Les principaux freins, selon l’observatoire Ifop/April, sont le prix (39%) et le manque d’information (19%), avant la proximité de l’âge de la retraite, une épargne et un patrimoine suffisants ou la certitude de retrouver rapidement une activité ou un emploi. Roger Mainguy , directeur général d’April Santé-Prévoyance ajoute à cette liste le caractère tabou de la question du chômage pour un entrepreneur. « On aborde une question qui n’est pas naturellement soulevée par les dirigeants, explique-t-il. Un peu comme lorsqu’on parle de décès ».

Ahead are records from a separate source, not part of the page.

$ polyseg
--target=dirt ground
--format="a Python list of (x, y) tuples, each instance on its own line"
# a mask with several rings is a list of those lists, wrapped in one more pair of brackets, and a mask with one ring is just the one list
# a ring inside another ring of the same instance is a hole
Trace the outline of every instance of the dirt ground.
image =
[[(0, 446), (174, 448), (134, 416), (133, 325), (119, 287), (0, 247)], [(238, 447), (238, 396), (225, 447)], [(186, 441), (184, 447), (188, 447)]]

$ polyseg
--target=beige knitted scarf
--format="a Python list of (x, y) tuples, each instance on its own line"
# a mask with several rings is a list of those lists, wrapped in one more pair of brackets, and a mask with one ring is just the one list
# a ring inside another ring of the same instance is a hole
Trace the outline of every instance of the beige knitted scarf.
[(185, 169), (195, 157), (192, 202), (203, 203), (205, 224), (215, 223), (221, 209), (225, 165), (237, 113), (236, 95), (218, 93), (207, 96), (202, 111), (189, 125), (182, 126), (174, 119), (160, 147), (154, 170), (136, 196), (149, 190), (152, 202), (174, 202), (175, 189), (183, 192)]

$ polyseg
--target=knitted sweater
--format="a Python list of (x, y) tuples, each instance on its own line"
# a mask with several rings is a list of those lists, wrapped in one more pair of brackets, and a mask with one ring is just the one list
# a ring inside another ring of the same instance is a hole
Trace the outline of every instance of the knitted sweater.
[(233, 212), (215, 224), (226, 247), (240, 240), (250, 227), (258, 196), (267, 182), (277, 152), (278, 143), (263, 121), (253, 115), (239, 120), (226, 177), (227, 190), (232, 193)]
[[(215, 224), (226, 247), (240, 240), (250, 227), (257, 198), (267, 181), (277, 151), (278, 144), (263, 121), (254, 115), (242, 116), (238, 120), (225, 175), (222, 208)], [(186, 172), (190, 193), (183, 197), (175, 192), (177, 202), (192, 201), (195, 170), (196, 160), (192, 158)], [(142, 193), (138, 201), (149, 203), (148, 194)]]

La problématique de la souscription

Pourtant l’observatoire, basé sur le sondage de 401 dirigeants d'entreprise de moins de 20 salariés et d'un échantillon complémentaire de 53 entrepreneurs ayant connu le chômage, montre que la crainte est présente, notamment dans le secteur du BTP, où un dirigeant sur deux redoute le chômage, et dans le commerce (46%). Les jeunes chefs d’entreprise, à la tête d’une société créée il y a entre trois et cinq ans sont 36% à reconnaître craindre le chômage. Et cette inquiétude n’est pas vécue à la même intensité entre Paris et la province : 74% des dirigeants de la région parisienne ne la considèrent pas comme une préoccupation importante.